In the early 20th century, German physicist Albert Einstein (1879–1955) became one of the most famous scientists ever after proposing a new way of looking at the universe that went beyond current understanding. Einstein suggested that the laws of physics are the same throughout the universe, that the speed of light in a vacuum is constant, and that space and time are linked in an entity known as space-time, which is distorted by gravity.
In a lecture given in 1966, fellow scientist Robert Oppenheimer said, "Einstein was a physicist, a natural philosopher, the greatest of our time."
At the same time Einstein was expanding man's view of the universe, American astronomer Edwin Hubble (1899–1953) calculated that a small blob in the sky existed outside of the Milky Way. Prior to his observations, the discussion over the size of the universe was divided as to whether or not only a single galaxy existed. Hubble went on to determine that the universe itself was expanding, a calculation which later came to be known as Hubble's law. Hubble's observations of the various galaxies allowed him to create a standard system of classification still used today.
American astronomer Harlow Shapley (1885–1972) calculated the size of the Milky Way galaxy and general location of its center. He argued that the objects known as "nebulae" lay within the galaxy, rather than outside of it, and incorrectly disagreed with Hubble's observations that the universe boasted galaxies other than the Milky Way.
Frank Drake (born 1930) is one of the pioneers in the search for extraterrestrial intelligence. He was one of the founders of the Search for Extraterrestrial Intelligence (SETI) and devised the Drake equation, a mathematical equation used to estimate the number of extraterrestrial civilizations in the Milky Way galaxy able to be detected.
American astronomer Carl Sagan (1934–1996) may not have been a great scientist in comparison to some on this list, but he is one of the most famous astronomers. Sagan not only made important scientific studies in the fields of planetary science, he also managed to popularize astronomy more than any other individual. His charismatic teaching and boundless energy influenced people around the world as he broke down complicated subjects in a way that interested television viewers even as he educated them. Sagan founded the Planetary Society, a nonprofit organization devoted to advancing space science and exploration.
American astronomer William K. Hartmann (born 1939) put forth the most widely accepted theory on the formation of the moon in 1975. He proposed that, after a collision with a large body scooped, debris from the Earth coalesced into the moon.

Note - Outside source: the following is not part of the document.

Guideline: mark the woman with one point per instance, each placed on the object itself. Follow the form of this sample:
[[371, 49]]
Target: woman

Stephen Hawking (born 1942) has made many significant insights into the field of cosmology. He proposed that, as the universe has a beginning, it will likely also end. He also suggested that it has no boundary or border. Despite being viewed as one of the most brilliant minds since Einstein, many of Hawking's books and lectures are steered toward the general public as he seeks to educate people about the universe they live in.